With that high of ceiling, are you putting in an 8' or 9' garage door or just a standard 7' door? I know it has to be GFIC and behind the opener so the door doesn't cover it when open. The opener is plug and cord. How long is the opener cord?


----------



## Speedy Petey (Feb 1, 2004)

I typically go three feet back from the end of the open door, which is normally 10' from the outside wall. In your case I would place it centered directly above the opener. The cord _should_ reach.




a7ecorsair said:


> I know it has to be GFIC *and behind the opener so the door doesn't cover it when open.*


The bold part is no code I have ever heard of.


----------



## Jim Port (Sep 21, 2007)

Speedy Petey said:


> I typically go three feet back from the end of the open door, which is normally 10' from the outside wall. In your case I would place it centered directly above the opener. The cord _should_ reach.
> 
> 
> *The bold part is no code I have ever heard of*.


Don't you read the HI code book? :whistling2:


----------



## Scuba_Dave (Jan 16, 2009)

I think placing it so not "blocked" by the door would be more so that the cord will not be hit by the door
Door opens...hits cord...pulls it tight...unplugs opener :laughing:


----------



## McSteve (Dec 8, 2009)

If I recall correctly, the cord on my opener is about 3 or 4 feet. If it won't reach to a receptacle mounted on your rafters, then you'll probably just have to grab some lumber and frame out a lower place to mount the receptacle.

Another option might be some kind of drop cord or pendant-mounted receptacle, but I am no expert on the availability or legality of those types of fixtures.


----------



## Speedy Petey (Feb 1, 2004)

Scuba_Dave said:


> I think placing it so not "blocked" by the door would be more so that the cord will not be hit by the door
> Door opens...hits cord...pulls it tight...unplugs opener :laughing:


Obviously, but I know of no code requiring it. 
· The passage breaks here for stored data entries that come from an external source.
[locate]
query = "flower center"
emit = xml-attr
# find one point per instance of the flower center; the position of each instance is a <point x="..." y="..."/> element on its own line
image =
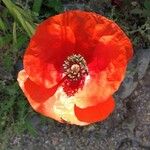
<point x="75" y="70"/>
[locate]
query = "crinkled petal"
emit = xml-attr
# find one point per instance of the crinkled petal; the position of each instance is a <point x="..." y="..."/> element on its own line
<point x="95" y="113"/>
<point x="48" y="101"/>
<point x="46" y="52"/>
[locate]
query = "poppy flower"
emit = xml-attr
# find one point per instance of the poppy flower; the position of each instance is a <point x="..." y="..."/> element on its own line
<point x="73" y="64"/>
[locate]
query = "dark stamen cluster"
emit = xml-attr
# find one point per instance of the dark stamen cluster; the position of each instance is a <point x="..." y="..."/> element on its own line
<point x="75" y="67"/>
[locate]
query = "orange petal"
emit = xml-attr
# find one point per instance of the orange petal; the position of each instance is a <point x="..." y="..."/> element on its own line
<point x="95" y="113"/>
<point x="100" y="86"/>
<point x="46" y="52"/>
<point x="52" y="103"/>
<point x="40" y="98"/>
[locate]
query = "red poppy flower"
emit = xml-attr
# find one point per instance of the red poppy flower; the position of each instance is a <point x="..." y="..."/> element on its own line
<point x="74" y="63"/>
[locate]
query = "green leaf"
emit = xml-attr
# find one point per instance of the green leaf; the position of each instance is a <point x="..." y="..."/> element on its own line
<point x="2" y="25"/>
<point x="37" y="6"/>
<point x="147" y="4"/>
<point x="22" y="16"/>
<point x="136" y="11"/>
<point x="56" y="4"/>
<point x="4" y="40"/>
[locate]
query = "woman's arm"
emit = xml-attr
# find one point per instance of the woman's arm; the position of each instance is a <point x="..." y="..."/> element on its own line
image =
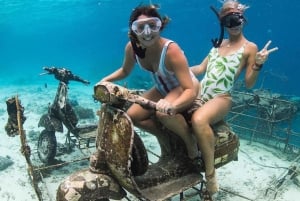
<point x="201" y="68"/>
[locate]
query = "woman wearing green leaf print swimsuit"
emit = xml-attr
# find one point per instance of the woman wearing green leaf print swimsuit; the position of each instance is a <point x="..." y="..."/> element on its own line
<point x="222" y="66"/>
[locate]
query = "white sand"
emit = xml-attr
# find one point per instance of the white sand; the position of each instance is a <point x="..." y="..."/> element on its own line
<point x="245" y="179"/>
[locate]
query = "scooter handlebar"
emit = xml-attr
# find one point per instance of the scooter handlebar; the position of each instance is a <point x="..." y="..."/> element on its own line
<point x="107" y="92"/>
<point x="63" y="74"/>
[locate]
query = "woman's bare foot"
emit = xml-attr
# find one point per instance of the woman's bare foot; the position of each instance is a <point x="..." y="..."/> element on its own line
<point x="212" y="185"/>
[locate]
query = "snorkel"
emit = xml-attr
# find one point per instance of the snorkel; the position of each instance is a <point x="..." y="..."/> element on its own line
<point x="217" y="41"/>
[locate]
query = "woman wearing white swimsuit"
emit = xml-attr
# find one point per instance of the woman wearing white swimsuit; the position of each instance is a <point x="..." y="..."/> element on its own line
<point x="222" y="66"/>
<point x="175" y="86"/>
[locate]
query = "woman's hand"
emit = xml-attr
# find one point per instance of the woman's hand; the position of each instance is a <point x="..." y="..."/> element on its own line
<point x="165" y="107"/>
<point x="262" y="56"/>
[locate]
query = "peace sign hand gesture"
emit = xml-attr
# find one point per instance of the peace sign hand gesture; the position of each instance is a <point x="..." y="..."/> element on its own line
<point x="262" y="56"/>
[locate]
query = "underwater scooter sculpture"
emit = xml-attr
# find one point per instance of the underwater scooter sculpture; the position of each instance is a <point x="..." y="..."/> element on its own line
<point x="121" y="164"/>
<point x="61" y="113"/>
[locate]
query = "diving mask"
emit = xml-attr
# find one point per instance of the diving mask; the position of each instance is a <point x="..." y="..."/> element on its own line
<point x="146" y="25"/>
<point x="233" y="19"/>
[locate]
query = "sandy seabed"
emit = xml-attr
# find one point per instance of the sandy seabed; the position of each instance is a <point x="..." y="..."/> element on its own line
<point x="255" y="176"/>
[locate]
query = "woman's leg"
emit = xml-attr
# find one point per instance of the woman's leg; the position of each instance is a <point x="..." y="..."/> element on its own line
<point x="178" y="124"/>
<point x="210" y="113"/>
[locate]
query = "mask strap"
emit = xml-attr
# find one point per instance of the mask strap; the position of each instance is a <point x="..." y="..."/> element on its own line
<point x="217" y="41"/>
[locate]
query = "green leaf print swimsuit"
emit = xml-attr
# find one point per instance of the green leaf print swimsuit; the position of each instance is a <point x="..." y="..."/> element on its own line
<point x="220" y="73"/>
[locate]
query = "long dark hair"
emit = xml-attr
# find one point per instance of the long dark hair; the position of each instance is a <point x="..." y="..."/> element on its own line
<point x="148" y="10"/>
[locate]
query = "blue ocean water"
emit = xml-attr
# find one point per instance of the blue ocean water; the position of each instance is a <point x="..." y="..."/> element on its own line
<point x="88" y="36"/>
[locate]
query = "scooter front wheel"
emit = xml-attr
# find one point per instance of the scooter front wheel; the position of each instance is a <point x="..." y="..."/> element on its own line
<point x="47" y="145"/>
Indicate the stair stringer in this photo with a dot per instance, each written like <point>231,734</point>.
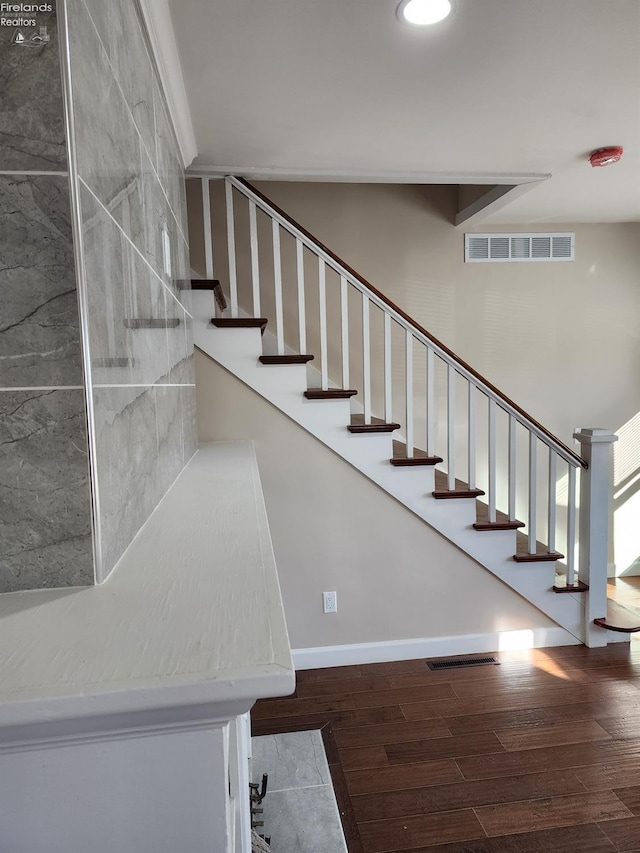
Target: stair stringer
<point>237,350</point>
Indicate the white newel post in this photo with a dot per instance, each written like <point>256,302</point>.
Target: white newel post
<point>593,531</point>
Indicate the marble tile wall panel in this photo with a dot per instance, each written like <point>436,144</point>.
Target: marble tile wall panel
<point>39,326</point>
<point>121,34</point>
<point>45,507</point>
<point>189,428</point>
<point>122,289</point>
<point>31,110</point>
<point>129,478</point>
<point>107,142</point>
<point>143,381</point>
<point>170,434</point>
<point>104,266</point>
<point>169,166</point>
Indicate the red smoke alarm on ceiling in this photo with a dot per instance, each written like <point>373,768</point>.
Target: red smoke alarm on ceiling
<point>604,156</point>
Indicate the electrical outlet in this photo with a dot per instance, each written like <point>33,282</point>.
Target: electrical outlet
<point>330,602</point>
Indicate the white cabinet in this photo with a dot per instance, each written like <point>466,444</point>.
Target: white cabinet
<point>124,707</point>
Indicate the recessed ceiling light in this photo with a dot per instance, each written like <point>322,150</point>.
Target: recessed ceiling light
<point>423,12</point>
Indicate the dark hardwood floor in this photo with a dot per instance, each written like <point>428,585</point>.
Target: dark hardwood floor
<point>540,754</point>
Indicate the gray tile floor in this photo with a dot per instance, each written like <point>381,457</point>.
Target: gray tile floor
<point>300,810</point>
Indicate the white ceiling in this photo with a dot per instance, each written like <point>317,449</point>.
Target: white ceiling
<point>326,89</point>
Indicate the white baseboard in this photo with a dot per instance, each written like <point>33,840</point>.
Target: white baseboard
<point>430,647</point>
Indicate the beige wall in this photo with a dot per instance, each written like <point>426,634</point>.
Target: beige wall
<point>333,529</point>
<point>561,339</point>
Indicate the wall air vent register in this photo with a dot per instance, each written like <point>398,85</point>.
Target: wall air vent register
<point>483,248</point>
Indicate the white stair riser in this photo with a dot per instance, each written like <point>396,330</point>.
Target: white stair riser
<point>284,386</point>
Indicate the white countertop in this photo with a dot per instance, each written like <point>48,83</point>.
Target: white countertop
<point>188,625</point>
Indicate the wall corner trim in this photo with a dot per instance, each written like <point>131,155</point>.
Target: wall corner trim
<point>428,647</point>
<point>157,17</point>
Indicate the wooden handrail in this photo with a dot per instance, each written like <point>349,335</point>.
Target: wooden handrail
<point>567,451</point>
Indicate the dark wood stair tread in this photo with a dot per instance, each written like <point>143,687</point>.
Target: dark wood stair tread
<point>420,457</point>
<point>205,284</point>
<point>462,490</point>
<point>329,394</point>
<point>619,618</point>
<point>211,284</point>
<point>285,359</point>
<point>542,554</point>
<point>502,522</point>
<point>358,425</point>
<point>577,586</point>
<point>240,323</point>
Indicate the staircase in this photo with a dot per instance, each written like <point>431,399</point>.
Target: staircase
<point>444,441</point>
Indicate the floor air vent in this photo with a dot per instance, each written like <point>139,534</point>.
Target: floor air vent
<point>451,663</point>
<point>483,248</point>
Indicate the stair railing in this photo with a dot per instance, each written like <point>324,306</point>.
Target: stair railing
<point>540,497</point>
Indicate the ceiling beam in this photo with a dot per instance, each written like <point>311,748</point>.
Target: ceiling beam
<point>493,200</point>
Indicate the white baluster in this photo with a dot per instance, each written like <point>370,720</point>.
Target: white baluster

Maybe I mistook _"has to be"_ as simply an easy way of saying _"it would be dumb not to"_.


----------



## Mi Feller (Mar 16, 2010)

Thank you for the great responses. Was actually able to get hold of the company that will be installing it. It is 8 feet high and 12 wide. Fellow said to go 10 ft back from front and than one foot over to the side so the center track doesn't run into it. Actually installed it working off the contractor's scaffolding today. I know NEC now wants gfic on the opener but my inspector doesn't care so I chose not to do it. He wants floor level outlets on gfic and I did that though separate circuit and gfic breaker. Typing's little slow as nearly took finger off with a razor knife stripping wire. Was confused for a moment running series of plugs when noticed just one ground screw. From reading this forum I knew what to do and spliced a couple ground wires so as to continue the ground to the next outlet. Making lots of novice mistakes but making progress thanks to all the help from this forum.


----------



## firehawkmph (Dec 12, 2009)

Mi,
Save your fingers and get yourself a good pair of wirestrippers. Klein makes good electrical tools.
Mike Hawkins


----------